Equally important is that the dates and times of log entries are the same for all computers, so you can find all error messages across the entire enterprise system that have occurred within a certain period of time. The extractor described above also helps here, because it can convert the date and time information extracted from the system computers to a uniform timestamp format. Figure 7 shows how easy it is to find errors retroactively from a certain time span for the entire enterprise system.

Figure 7: Cross-system search for log entries from a specific period.

In Figure 7, the source field is linked to a wildcard and assigned to message levels 0 to 4. On Linux, the levels are numbered from 0 to 7, where 0 means Emergency, 1 is Alert, 2 is Critical, 3 is Error, …, and 7 is Debug. Under Windows, however, the levels are organized differently: Graylog stores the message levels that correspond to those on Linux, in the severity level field.

Alerts

SIEM places much value on security. Graylog allows you to correlate data from different sources to find the proverbial needle in the haystack. If a specific constellation recurs within a specified period of time, Graylog triggers an alert, which in turn enables administrators to react promptly.

Graylog alerts are based on streams. By default, a stream named All messages that does not support any rules takes in all notifications. A new rule creates a new stream. The Active Directory example earlier in the article created a stream with the rule (Figure 8) "search all messages with the field name EventID that contain the value 4625."

Figure 8: Rule for a stream that searches for failed logins.

An alert can be set up for this stream. Selecting Alerts | Manage condition | add new condition takes you to a form where you can define the stream and the conditions for the alert. In this example, choose the AD Failed Logons stream and select the alert Message count condition from among the three types of conditions:

Message count condition: The alert is triggered if the selected stream received x messages in the last y minutes (e.g., very good at detecting brute force attacks).
Field aggregation condition: The alert is triggered when a numeric field in a stream reaches a minimum or maximum threshold (e.g., suitable for determining whether the response time of a particular application has exceeded a maximum value).
Field content condition: The alert is triggered if a field contains a certain value (e.g., Unknown source, which means that an untrusted source installed a program).
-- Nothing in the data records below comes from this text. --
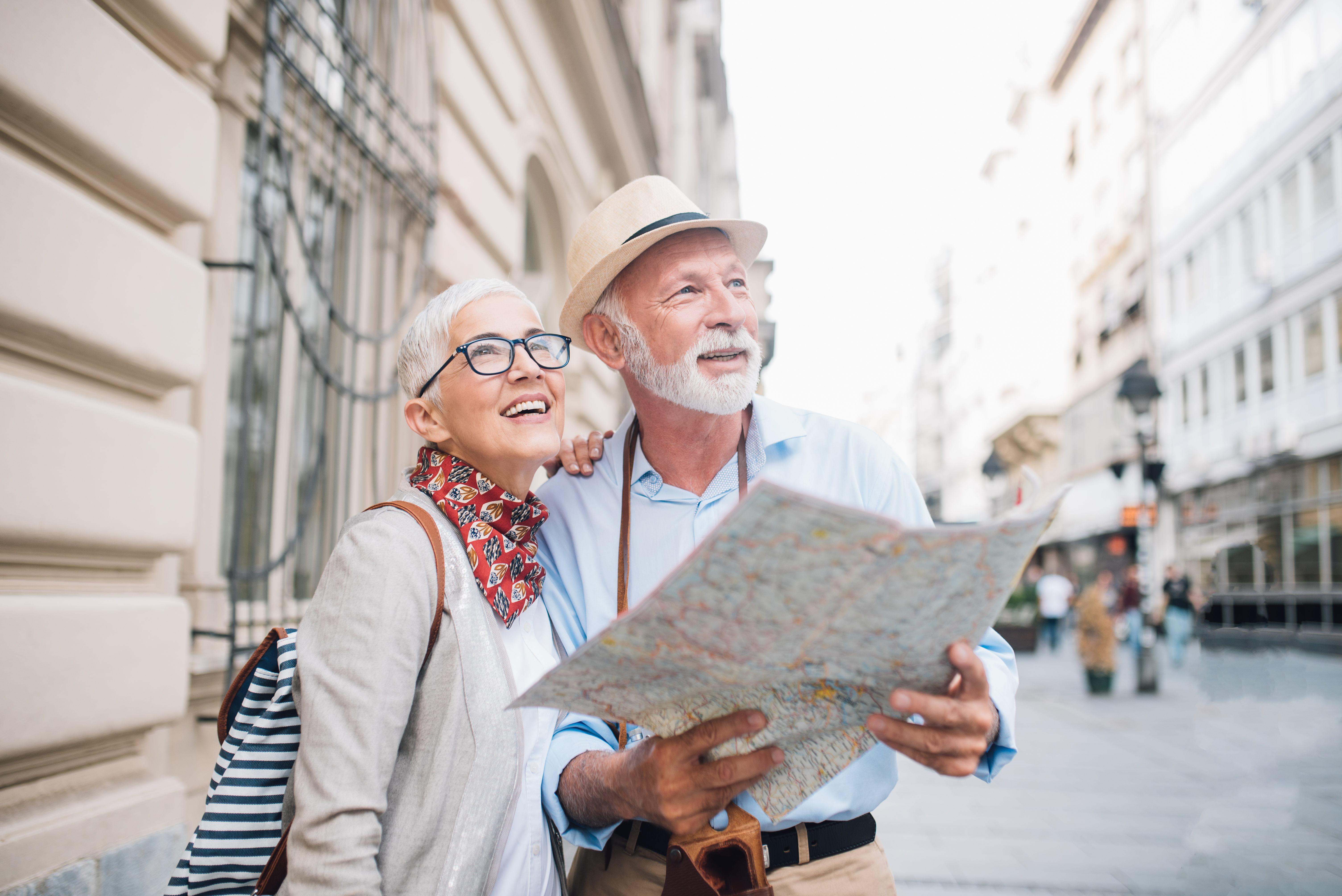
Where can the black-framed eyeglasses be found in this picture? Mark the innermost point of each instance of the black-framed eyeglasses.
(493, 356)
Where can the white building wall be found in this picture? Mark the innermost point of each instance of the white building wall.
(123, 125)
(108, 141)
(1249, 266)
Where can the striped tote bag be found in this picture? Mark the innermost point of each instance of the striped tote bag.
(239, 846)
(260, 732)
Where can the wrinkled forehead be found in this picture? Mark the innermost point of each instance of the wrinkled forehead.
(496, 314)
(676, 253)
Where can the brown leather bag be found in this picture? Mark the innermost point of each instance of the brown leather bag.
(713, 863)
(273, 875)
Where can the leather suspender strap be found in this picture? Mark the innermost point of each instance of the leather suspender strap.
(622, 576)
(435, 541)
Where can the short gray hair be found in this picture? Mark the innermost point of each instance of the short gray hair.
(425, 347)
(610, 305)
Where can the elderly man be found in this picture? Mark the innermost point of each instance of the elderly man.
(661, 297)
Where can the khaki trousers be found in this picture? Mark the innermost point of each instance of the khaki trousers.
(858, 872)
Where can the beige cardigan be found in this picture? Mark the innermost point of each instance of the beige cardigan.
(400, 787)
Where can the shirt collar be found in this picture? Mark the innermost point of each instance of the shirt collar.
(771, 423)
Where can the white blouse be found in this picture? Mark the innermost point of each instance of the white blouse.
(528, 868)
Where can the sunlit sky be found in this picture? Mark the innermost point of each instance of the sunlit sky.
(862, 127)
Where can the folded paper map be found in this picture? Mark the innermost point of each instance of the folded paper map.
(807, 611)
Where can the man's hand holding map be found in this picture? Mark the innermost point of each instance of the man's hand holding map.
(806, 611)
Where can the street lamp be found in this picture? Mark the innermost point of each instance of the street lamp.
(1140, 390)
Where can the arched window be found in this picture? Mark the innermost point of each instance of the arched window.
(338, 203)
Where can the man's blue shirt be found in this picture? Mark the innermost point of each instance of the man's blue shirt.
(803, 451)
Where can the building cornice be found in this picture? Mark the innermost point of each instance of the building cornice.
(1085, 27)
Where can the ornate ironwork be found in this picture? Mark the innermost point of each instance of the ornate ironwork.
(339, 188)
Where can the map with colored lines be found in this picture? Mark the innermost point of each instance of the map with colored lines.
(807, 611)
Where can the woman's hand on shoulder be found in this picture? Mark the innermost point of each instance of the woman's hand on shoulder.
(576, 455)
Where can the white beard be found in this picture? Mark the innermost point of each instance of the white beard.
(684, 384)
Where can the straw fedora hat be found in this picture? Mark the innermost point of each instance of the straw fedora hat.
(629, 222)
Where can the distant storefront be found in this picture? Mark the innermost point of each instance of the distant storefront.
(1269, 544)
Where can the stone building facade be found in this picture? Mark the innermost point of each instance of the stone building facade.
(1249, 272)
(195, 345)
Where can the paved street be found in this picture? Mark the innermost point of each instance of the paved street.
(1230, 781)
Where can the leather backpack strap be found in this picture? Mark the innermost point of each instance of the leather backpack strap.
(435, 541)
(277, 870)
(622, 576)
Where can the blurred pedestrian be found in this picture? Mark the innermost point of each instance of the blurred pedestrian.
(1179, 612)
(1096, 634)
(1055, 599)
(1131, 606)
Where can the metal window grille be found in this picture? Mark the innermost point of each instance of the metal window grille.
(339, 188)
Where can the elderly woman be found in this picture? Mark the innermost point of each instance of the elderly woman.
(412, 782)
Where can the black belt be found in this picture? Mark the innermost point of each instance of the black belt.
(780, 847)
Clicking on Add alert condition opens another form in which the values of the parameters in Table 3 can be entered.

Tabelle 3: Configuring Alerts

Parameter	Value	Remarks
Title	Failed Login AD
Time Range	1	Evaluate all incoming messages every xth minute
Threshold Type	More than	Threshold types are more than or less than
Threshold	5	Number of messages fulfilling the condition
Grace Period	1	Number of minutes after which the condition should become active again
Message Backlog	1	Number of messages to be attached in the alert

After defining all conditions for an alert, you can start setting up a notification. Under Alerts | Manage notifications | Add new notification, you can specify the stream in question and determine who should be notified in case of a problem. You can choose between an HTTP and an Email alert notification. The recipient of the message can be either a registered Graylog user or any email address entered in the form.

Conclusions

Central log management is indispensable in a modern IT landscape. On the one hand, it removes the need for administrators to perform manual checks; on the other hand, it increases the rate of error detection and improves security. SIEM systems systematically help detect anomalies or attacks and respond appropriately. They are thus the next generation of logging and are suitable for countering the increasing complexity of programs and attacks.

SIEM is additionally important because it has real-time monitoring capabilities and immediate notification of rule violations, as well as long-term archiving for analysis and reporting.